If the code is correct, you should see the following output:

![___](https://biologicslab.co/BIO1173/images/class_04/class_04_3_image04A.png)

In [None]:


def generate_text(text):
    response = client.audio.speech.create(
        model="tts-1",
        voice="nova",
        input=text
    )
    audio_data = response.content
    return audio_data  # Return the audio data directly

def speak_text(text):
    audio_data = generate_text(text)
    display(Audio(audio_data, autoplay=True))
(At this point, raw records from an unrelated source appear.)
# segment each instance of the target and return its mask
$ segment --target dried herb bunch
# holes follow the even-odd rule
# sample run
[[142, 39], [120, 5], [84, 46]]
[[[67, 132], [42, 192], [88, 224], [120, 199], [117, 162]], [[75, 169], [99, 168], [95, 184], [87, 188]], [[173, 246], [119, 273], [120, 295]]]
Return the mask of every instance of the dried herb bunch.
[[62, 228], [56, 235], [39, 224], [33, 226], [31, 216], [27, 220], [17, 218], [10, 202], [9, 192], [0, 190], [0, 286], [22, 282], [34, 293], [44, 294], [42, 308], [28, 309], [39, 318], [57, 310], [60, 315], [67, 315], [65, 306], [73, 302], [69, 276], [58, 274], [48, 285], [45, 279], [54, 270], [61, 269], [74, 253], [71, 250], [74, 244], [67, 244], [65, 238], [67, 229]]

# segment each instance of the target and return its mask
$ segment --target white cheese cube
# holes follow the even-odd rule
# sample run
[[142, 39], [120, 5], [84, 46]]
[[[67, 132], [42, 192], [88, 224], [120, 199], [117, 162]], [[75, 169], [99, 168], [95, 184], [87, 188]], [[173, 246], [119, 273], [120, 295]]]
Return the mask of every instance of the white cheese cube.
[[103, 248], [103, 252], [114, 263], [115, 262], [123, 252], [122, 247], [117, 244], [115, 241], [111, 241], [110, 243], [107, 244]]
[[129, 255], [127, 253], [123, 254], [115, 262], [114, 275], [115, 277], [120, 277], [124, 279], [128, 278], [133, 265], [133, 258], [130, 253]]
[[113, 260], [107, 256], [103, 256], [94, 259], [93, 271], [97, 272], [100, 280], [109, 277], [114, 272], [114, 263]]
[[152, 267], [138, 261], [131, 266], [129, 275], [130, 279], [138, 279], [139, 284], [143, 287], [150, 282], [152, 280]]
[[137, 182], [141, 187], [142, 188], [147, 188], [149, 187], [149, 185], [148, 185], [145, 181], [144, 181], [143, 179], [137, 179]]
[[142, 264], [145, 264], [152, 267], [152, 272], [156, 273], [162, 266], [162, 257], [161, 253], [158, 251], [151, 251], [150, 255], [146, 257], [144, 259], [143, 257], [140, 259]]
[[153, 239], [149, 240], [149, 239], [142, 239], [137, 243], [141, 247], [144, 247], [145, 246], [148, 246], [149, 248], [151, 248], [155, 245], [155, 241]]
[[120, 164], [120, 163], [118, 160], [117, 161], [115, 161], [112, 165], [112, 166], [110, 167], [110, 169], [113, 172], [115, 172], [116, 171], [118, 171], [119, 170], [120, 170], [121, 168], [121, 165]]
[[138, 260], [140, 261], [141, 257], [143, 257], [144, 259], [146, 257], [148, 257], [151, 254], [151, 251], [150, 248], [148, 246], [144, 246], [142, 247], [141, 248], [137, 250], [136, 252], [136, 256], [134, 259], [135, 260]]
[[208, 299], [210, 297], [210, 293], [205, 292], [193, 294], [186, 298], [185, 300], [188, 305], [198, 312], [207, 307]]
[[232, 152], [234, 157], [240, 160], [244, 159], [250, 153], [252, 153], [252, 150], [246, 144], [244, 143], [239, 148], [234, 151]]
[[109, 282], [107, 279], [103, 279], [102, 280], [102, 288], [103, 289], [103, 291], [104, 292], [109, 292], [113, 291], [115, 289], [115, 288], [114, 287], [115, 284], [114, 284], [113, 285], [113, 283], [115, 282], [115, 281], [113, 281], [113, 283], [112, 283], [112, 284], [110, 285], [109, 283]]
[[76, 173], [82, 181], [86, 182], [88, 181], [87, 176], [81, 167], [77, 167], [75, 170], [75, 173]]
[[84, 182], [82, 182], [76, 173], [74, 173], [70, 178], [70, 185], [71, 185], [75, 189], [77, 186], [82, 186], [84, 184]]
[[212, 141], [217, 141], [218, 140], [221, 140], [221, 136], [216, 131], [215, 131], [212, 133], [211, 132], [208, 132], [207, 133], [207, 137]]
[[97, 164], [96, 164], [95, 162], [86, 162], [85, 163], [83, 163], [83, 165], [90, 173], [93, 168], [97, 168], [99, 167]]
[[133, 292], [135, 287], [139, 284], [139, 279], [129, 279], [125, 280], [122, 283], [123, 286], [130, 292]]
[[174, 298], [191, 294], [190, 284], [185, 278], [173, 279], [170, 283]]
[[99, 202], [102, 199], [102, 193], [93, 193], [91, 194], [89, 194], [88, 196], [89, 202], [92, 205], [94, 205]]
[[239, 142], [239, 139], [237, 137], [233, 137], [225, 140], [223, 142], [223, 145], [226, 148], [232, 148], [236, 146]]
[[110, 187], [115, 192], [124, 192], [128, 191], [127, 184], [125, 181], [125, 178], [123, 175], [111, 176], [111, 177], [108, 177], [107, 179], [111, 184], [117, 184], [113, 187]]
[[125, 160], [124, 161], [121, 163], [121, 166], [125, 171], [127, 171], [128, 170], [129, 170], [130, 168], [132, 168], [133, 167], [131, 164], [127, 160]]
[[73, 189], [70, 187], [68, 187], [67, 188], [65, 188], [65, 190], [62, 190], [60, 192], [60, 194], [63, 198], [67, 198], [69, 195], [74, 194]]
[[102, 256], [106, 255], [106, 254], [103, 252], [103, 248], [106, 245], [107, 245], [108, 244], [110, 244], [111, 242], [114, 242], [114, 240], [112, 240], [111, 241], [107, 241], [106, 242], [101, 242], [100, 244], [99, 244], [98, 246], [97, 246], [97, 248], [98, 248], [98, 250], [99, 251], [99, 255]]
# Transcribe the recorded audio
audio = record(5)
transcription = transcribe_audio("recorded_audio.wav")
print("Transcription:")
print(transcription)
speak_text(transcription)

Recording now for 5 seconds...


<IPython.core.display.Javascript object>

Recording complete. Audio saved as 'recorded_audio.wav'
Transcription:
you


## **Part 2: Text to Speech**

In this module, we'll explore the fascinating world of text-to-speech (TTS) Large Language Models (LLMs), focusing on OpenAI's cutting-edge offerings. We'll primarily utilize OpenAI's TTS-1 model, a powerful and versatile tool designed for converting written text into natural-sounding speech. TTS-1 is optimized for real-time applications, making it ideal for scenarios that require low-latency audio generation. This model represents a significant advancement in speech synthesis technology, leveraging deep learning techniques to produce high-quality, lifelike vocal outputs. By delving into TTS-1, we'll explore its capabilities, examine its practical applications, and understand how it's revolutionizing various industries, from accessibility solutions to interactive voice responses and beyond.


## **Simple Text to Speech Example**

This code snippet demonstrates how to use OpenAI's text-to-speech API to generate spoken audio from text. First, it imports the necessary libraries: openai for API interaction, IPython.display for audio playback in Jupyter notebooks, and base64 for encoding. The TEXT variable contains the message to be converted to speech. The openai.audio.speech.create() function is called with three parameters: the model ("tts-1"), the voice ("alloy"), and the input text. OpenAI offers several voice options, including:

* **alloy** - neutral
* **echo** - young
* **fable** - male
* **onyx** - deep male
* **nova** - female
* **shimmer** - warm female

Each voice has its unique characteristics, allowing users to choose the most suitable one for their application. Additionally, OpenAI provides a high-definition model called "tts-1-hd" for enhanced audio quality, though it may have higher latency. The function returns a response object, from which the audio content is extracted and stored in the audio_data variable for further processing or playback.

### Voice Change
This code snippet demonstrates a complete workflow for speech-to-text and text-to-speech conversion using OpenAI's APIs. The generate_text function uses OpenAI's TTS-1 model with the "nova" voice to convert text into speech, returning the raw audio data. The speak_text function builds upon this by taking a text input, generating the corresponding audio, and then playing it using IPython's Audio display function with autoplay enabled. The main workflow begins by recording audio for 5 seconds (using a record function not shown in the snippet), transcribing it using the previously defined transcribe_audio function, printing the transcription, and finally speaking the transcribed text back using the speak_text function. This creates a full circle of voice interaction: recording speech, converting it to text, and then converting that text back into speech, effectively demonstrating both speech recognition and speech synthesis capabilities in a single, cohesive process.

In [None]:
import openai
import IPython.display as ipd
import base64

TEXT = "Hello there, I am one of the OpenAI chat voices, how are you?"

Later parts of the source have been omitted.